Josh was a stone mason.  He'd most recently worked for a regal contractor.

The rain waters of The Great Flood had so worn the visage of a feline monolith, it was decided to cut its facial features into a man's.  When it was built, it was the only monument on the tableland there.

Beneath the colonnade’s forelegs, catacombs had been excavated.  The chambers were enlarged when the head was trimmed.  Josh worked in that capacity.

Two great quadhedrons would be erected there eventually.  A canal would be excavated, and a harbor built nearby, so boats from The Great Sea could deliver their cargos.

A nasty rumor had begun circulating to the effect that all those involved in the job would be strangled by The King's Nubidians at job's end.  When coworkers began to mysteriously disappear toward the completion of the project, so did he.  Josh left so hurriedly, he left a few tools behind.

Josh learned of Mosley's whereabouts from his sanguine brother Aaron.

The beautiful redhead Mosley nested with had told Josh to search on the mountain.

A mob was at the mountain's bottom.  Some of its constituents had told him that Mosley was atop the alp.

Josh located him, got some food in him, and laid him down.

Josh’d made a fire already to heat the food then collected deadwood to stoke it for warmth and to see by in the coming night.  Mosley might be rational and talkative in the morn.

He was.

"So…”, Josh asked, “What it is?"

"You got any balm?  My head hurts bad.  I was shewn a vision up here not long ago.  A burning hedge told me to bring my spiritual brethren here.”

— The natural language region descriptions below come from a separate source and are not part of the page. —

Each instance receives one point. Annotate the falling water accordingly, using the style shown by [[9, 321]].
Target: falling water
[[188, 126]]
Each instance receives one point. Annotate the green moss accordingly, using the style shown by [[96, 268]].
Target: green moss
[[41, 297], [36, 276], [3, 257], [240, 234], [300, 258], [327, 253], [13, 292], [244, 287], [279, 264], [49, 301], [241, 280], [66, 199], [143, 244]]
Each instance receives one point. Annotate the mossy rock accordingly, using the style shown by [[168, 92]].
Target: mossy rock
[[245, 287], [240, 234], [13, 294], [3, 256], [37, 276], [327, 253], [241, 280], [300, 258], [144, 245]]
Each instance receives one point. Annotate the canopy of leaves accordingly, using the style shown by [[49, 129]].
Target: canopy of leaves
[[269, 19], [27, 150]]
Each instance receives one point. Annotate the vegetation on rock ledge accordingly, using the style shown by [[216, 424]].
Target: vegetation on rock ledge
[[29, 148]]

"Are those them in the rabble below?"

"Yea"

"I don't wanna' shatter your illusions, my friend, but bushes, even those aflame, are incapable of speech.”

"This'n spake"

"Okay, if you say so.  Did it tell you what ye were to bring the crowd here for?"

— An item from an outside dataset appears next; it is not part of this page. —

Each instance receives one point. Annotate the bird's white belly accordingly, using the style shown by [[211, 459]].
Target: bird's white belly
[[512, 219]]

"Not exactly.  I think it might have been to get a codex.  Hey,” Mosley asked, “What's the date?"

When Josh told him, he said, "That means I've been up here nearly a week.  I'm on a time limit.  How long will it take ye to make a couple nice smooth tablets, and cut some words into them?"

"If I had a big masonic adz, it'd take about two weeks.  All I have is my personal toolery.”  He hadn't taken his heavy adz.  He could've gotten it, but it would've been hard to transport.  He might have delayed his departure and figured a way, but the prospect of getting throttled wasn't much incentive to linger.  "With my rinky dink tools, the lappets alone'd prob'ly take three weeks.  A little longer for the text.  What be the words?"

"I'll think them up if you'll start cuttin'.  There is some flint 'bout halfway down the hill and limestone in yon cave".

"Too soft.  I'll need some bedrock, like granite", said Josh.